Objectives: The reprogramming of lipid metabolism is a new trait of cancers. However, the role of lipid metabolism in the tumor immune microenvironment (TIME) and the prognosis of gastric cancer remains unclear.
Methods: Consensus clustering was applied to identify novel subgroups. ESTIMATE, TIMER, and MCPcounter algorithms were used to determine the TIME of the subgroups. The underlying mechanisms were elucidated using functional analysis. The prognostic model was established using the LASSO algorithm and multivariate Cox regression analysis.

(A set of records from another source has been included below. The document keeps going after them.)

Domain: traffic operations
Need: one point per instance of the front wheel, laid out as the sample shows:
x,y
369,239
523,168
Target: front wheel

Results: Three molecular subgroups with significantly different survival were identified. The subgroup with relatively low lipid metabolic expression had a lower immune score and immune cells. The differentially expressed genes (DEGs) were concentrated in immune biological processes and cell migration via GO and KEGG analyses. GSEA analysis showed that the subgroups were mainly enriched in arachidonic acid metabolism. Gastric cancer survival can be predicted using risk models based on lipid metabolism genes.
Conclusions: The TIME of gastric cancer patients is related to the expression of lipid metabolism genes and could be used to predict cancer prognosis accurately.
Keywords: gastric cancer; gastrointestinal cancers; immune microenvironment; lipid metabolism; targeted therapy.